Selain tungku kayu, masih ada beberapa anglo untuk memasak makanan tertentu. Dan juga kompor minyak,  pada waktu itu.
Saat ini dapur telah direhab menjadi dapur bersih. Dimana hanya ada dua kompor gas dengan 4 tungku api, dan dua kompor minyak yang disediakan. Dalam ruangan asap di sebelah dapur, tetap dipakai tungku kayu, hanya dua pawon saja. Biasanya untuk memasak air mandi atau menggodog ketupat.
Putra-putri eyang ada 8. Namun putri sulung meninggal saat melahirkan anak pertama, hingga tinggal lima anak lelaki dan 2 anak perempuan. Suamiku adalah anak ke lima, atau lelaki bungsu. Dua adiknya perempuan.
Justru karena aktivitas banyak di dapur, maka sekalipun anak laki-laki, semua putra eyang terbiasa terjun ke dapur. Memasak makanan dan terlibat dalam semua prosesnya.
Alhamdulillah,  jadinya suamiku pinter dan hoby masak.
Sayangnya,  eh kok sayangnya, alhamdulillah juga jadi hoby makan dan wisata kuliner.


Dua putri eyang semua berbisnis di bidang makanan, satu punya perusaan roti kecil-kecilan, yang satu membuka dua warung makan, soto kare dan ayam goreng tulang lunak.
Bahkan semangat anak-anak dapur ini terwariskan pada cucu eyang. Dua putri sulung dari dua putri eyang, (mereka lahir pada hari yang sama dengan dua ibu yang berbeda), sekarang mengambil jurusan tataboga di sebuah SMK di Solo.
Ada beberapa resep favorit keluarga seperti sambel tumpang, pondoh pecel, bothok, sambel goreng kentang, oseng kikil, ingkung ayam, peyek dan sop yang selalu dimasak saat keluarga berkumpul.
Hingga hari ini, kami sering berkumpul di dapur rumah eyang, untuk berbagai acara. Kendurian, peringatan neton, ulang tahun, syukuran atau sekedar ngumpul makan-makan tanpa tema tertentu.
Seperti yang kami lakukan setiap menjelang Ramadhan dan nanti saat Syawal.
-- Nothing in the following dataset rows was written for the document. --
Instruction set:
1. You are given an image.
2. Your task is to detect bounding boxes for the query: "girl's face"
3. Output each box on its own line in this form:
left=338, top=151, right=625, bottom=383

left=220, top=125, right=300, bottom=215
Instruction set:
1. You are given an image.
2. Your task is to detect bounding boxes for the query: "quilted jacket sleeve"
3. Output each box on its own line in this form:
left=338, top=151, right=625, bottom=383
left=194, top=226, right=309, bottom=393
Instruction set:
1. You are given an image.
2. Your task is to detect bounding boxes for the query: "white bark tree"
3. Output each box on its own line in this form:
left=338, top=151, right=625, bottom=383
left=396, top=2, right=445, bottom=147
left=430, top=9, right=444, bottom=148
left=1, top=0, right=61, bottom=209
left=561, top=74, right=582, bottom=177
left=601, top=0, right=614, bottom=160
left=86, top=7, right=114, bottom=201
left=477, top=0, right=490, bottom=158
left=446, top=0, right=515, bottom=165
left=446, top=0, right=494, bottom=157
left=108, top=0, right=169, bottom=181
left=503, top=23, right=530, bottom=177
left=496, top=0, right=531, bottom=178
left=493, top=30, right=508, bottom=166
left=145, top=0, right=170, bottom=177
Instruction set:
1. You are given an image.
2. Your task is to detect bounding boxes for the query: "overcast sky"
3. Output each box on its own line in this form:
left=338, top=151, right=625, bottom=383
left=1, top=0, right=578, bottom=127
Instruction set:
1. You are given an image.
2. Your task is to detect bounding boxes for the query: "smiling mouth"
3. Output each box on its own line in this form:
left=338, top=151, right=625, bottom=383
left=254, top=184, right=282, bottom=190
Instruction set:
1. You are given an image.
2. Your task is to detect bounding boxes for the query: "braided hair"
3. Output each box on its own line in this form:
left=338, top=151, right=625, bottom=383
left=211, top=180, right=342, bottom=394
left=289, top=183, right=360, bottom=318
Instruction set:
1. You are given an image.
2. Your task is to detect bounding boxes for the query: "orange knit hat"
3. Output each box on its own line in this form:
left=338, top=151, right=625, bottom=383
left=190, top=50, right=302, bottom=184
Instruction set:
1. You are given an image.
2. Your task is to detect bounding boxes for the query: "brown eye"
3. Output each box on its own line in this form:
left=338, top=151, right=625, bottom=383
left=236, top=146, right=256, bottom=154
Dan kini, kamipun membangun rumah dengan dapur yang juga cukup besar. Sekaligus bersatu dengan ruang makan. Acara keluargaku juga sering terkonsentrasi di dapur. Anak-anak terbiasa juga membuat lauk sendiri jika mereka kurang berselera dengan makanan yang kusajikan. Tidak apa-apa. Aku ingin anak-anakku juga menjadi anak-anak dapur yang piawai masak dan mencukupi kebutuhannya sendiri, sekalipun ia anak laki-laki.